Rossi e Pellegrini positivi, rabbia e lacrime

16 Ottobre 2020

Il pilota: «Peccato, mi sono attenuto sempre al protocollo». La nuotatrice: «No, proprio ora che stavo per tornare in vasca»

ROMA. Il Covid-19 continua ad attaccare anche i più grandi dello sport. Nella rete del virus finiscono pure Federica Pellegrini, 32 anni, e Valentino Rossi, 41 anni, che dopo i casi di fuoriclasse del calcio come Zlatan Ibrahimovic e Cristiano Ronaldo, hanno dovuto annunciare la loro positività. Lo hanno fatto attraverso i social. L'olimpionica del nuoto e il pluricampione di moto si sono sottoposti ieri al test dopo aver avvertito sintomi parainfluenzali e il risultato è stato una doccia fredda: contagiati dal covid 19. Pellegrini lo ha reso noto con un video su Instagram, in cui è apparsa molto provata, e confessando infatti di aver «pianto tanto. Non vedevo l'ora di ricominciare una stagione normale, invece niente». Rossi si è detto, anche lui sui social, «triste ed arrabbiato», perché «ho fatto del mio meglio per rispettare il protocollo».

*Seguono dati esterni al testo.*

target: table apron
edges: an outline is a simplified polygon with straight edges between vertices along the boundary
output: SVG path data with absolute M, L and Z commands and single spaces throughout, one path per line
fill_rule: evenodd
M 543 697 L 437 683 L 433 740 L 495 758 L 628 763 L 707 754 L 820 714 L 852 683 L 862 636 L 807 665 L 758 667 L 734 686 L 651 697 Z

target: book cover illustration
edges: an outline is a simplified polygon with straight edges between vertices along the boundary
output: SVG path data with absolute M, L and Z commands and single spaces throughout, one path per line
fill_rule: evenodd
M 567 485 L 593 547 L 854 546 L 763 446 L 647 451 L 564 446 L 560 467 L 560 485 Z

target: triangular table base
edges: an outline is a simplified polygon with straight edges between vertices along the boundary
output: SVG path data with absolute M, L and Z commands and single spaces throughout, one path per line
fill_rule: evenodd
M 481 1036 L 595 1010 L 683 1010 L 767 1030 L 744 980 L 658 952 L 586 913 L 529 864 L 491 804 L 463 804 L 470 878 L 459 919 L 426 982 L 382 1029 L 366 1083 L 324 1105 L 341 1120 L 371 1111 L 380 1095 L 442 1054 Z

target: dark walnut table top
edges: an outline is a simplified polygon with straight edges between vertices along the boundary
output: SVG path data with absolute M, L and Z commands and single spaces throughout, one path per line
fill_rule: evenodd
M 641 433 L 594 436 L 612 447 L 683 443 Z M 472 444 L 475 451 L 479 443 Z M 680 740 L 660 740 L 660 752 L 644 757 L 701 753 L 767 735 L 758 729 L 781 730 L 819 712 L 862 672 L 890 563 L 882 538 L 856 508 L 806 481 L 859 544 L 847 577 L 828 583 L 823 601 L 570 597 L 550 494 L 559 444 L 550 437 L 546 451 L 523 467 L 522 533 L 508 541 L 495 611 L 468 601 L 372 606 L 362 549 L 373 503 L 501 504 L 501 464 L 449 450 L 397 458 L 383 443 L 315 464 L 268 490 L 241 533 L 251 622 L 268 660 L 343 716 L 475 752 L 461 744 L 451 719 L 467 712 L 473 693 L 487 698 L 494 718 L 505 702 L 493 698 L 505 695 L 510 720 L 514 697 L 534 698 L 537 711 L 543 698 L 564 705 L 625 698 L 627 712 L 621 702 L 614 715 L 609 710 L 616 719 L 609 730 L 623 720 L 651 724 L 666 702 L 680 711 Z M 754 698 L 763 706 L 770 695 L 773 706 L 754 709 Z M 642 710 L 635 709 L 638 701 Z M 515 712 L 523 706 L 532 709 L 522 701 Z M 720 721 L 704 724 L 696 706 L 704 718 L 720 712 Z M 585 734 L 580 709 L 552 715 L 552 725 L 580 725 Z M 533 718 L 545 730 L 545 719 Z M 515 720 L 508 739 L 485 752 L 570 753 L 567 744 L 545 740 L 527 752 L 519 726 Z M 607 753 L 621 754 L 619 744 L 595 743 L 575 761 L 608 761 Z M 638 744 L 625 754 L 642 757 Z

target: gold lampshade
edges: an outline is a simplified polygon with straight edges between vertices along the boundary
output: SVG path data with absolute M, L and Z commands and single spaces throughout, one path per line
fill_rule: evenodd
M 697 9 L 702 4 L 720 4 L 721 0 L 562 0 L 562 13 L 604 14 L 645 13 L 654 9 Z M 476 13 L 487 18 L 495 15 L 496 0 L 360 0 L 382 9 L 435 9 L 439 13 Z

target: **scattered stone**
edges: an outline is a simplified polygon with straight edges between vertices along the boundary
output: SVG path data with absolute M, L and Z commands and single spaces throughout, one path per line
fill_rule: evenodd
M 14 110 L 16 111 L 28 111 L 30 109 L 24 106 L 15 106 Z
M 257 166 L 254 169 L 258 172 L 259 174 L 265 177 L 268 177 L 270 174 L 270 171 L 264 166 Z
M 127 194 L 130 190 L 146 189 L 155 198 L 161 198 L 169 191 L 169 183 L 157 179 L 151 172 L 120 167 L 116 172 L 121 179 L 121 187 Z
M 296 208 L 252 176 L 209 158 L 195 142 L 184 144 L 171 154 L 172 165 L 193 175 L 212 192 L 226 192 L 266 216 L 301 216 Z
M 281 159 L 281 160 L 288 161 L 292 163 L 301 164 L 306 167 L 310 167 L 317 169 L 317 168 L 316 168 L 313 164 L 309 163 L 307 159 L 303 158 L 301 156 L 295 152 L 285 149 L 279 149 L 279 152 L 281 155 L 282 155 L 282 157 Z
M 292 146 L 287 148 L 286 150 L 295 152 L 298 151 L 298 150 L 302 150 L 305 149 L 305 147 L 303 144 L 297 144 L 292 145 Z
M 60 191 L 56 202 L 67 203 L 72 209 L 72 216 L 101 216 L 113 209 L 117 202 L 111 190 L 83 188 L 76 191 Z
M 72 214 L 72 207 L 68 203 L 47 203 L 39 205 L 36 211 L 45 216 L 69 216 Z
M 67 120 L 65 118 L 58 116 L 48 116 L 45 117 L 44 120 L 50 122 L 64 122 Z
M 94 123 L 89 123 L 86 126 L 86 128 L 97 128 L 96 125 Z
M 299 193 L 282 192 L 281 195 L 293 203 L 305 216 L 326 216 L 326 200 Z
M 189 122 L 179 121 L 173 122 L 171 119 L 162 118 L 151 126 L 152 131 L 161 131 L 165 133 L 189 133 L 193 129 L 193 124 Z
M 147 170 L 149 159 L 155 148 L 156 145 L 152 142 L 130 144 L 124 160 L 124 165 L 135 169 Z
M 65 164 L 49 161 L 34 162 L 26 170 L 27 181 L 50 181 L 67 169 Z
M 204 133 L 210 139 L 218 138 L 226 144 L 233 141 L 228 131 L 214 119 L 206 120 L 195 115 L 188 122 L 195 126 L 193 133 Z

«Ieri (mercoledì, ndr) durante una sessione di allenamento sono uscita perché avevo molti dolori», ha spiegato la Pellegrini, «e poi a casa mi è venuto mal di gola. Ovviamente non sono più andata in piscina e oggi (ieri,ndr) pomeriggio ho fatto il tampone: sono positiva al Covid».
«Mi dispiace un sacco», ha aggiunto la nuotatrice veneta, «perché lunedì sarei dovuta partire per l'Isl di Budapest, cominciando a gareggiare. Mi dispiace tanto, non vedevo l'ora di cominciare una stagione normale, nella normalità delle gare. Cercheremo di prendere il lato positivo della cosa, anche se per ora mi sfugge. Ci facciamo questi dieci giorni di quarantena a casa».

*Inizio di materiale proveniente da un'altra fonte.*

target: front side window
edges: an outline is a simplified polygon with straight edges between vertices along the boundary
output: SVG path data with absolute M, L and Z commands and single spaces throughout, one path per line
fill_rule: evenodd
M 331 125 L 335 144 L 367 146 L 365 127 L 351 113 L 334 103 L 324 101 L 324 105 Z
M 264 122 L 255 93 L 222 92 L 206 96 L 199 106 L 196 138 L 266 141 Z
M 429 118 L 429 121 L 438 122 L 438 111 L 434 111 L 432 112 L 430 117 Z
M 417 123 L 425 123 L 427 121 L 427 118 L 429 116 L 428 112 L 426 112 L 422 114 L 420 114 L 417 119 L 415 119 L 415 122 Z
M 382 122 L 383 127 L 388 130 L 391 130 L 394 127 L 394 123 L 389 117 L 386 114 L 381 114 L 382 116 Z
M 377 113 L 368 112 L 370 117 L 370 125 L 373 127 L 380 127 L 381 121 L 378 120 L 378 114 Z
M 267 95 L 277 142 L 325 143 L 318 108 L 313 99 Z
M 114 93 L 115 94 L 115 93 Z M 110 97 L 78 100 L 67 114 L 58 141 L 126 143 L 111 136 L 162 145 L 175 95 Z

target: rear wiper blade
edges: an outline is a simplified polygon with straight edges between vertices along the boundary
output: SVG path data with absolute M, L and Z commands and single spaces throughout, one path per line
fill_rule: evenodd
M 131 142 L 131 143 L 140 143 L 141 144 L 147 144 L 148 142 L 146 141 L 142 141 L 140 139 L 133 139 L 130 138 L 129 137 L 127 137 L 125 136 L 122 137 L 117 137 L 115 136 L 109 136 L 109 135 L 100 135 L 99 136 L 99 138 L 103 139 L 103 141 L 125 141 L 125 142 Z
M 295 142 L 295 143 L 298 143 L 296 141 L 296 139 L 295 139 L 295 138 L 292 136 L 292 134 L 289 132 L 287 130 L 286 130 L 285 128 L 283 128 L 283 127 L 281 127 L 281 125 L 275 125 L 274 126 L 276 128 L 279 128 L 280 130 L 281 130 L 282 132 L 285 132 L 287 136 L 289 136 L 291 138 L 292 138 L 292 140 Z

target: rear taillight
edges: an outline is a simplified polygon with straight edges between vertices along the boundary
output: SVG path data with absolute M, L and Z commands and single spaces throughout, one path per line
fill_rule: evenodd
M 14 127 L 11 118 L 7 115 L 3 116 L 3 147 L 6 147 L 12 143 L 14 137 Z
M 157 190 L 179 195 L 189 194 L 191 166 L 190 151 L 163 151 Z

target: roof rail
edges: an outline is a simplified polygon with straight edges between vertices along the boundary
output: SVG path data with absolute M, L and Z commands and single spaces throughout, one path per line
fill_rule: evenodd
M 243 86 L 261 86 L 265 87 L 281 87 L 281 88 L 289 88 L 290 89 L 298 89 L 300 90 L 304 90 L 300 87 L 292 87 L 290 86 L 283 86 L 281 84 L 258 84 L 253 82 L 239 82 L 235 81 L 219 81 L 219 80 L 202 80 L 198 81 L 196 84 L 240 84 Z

Anche il Dottore era da domenica a Tavullia, dove era rientrato dopo la gara di Le Mans e da dove avrebbe dovuto raggiungere in giornata la Spagna in vista del week end di gara sul circuito di Aragon. Martedì si era sottoposto ad un test ed era risultato negativo: mercoledì stava bene e si era allenato sul suo circuito privato. Ieri mattina si è svegliato avvertendo alcuni disturbi, ossa doloranti e leggera febbre e ha avvertito il medico: «Mi ha testato due volte», spiega Rossi. «Il risultato del test rapido PCR è stato negativo, ma il secondo, quello standard e di cui mi è stato inviato il risultato alle 16 di questo pomeriggio, è stato purtroppo positivo». Rossi si dice «molto deluso» di dover saltare la gara di Aragon, dove sperava di riscattarsi dopo tre gare che non era riuscito a concludere. «Vorrei essere ottimista e fiducioso, ma mi aspetto che il secondo round ad Aragon sia un 'no go’ anche per me...», aggiunge il Dottore. «Mi sono anche isolato dal mio arrivo da Le Mans, ma le cose stanno così e non posso fare nulla per cambiare la situazione. Ora seguirò il consiglio medico e spero solo di sentirmi bene presto», conclude Rossi. Il team Yamaha sottolinea che il pilota «non è stato in contatto con nessuna persona attualmente presente al Gp de Aragon, inclusi i piloti della VR46 Academy, lo staff di VR46, componenti del team Yamaha MotoGp». Secondo la scuderia, sarebbero quindi minime le possibilità che il pilota possa aver contagiato qualcun altro, ma il periodo di incubazione del virus prima della positività è molto variabile. La lista dei campioni contagiati mercoledì si era arricchita anche del nome di Fabio Fognini e nella serata di ieri del calciatore della Juve under 23 Tommaso Barbieri di un componente dello staff; e, infine, del pallanuotista della Pro Recco Gonzalo Echenique, argentino naturalizzato italiano e campione del mondo nel 2019.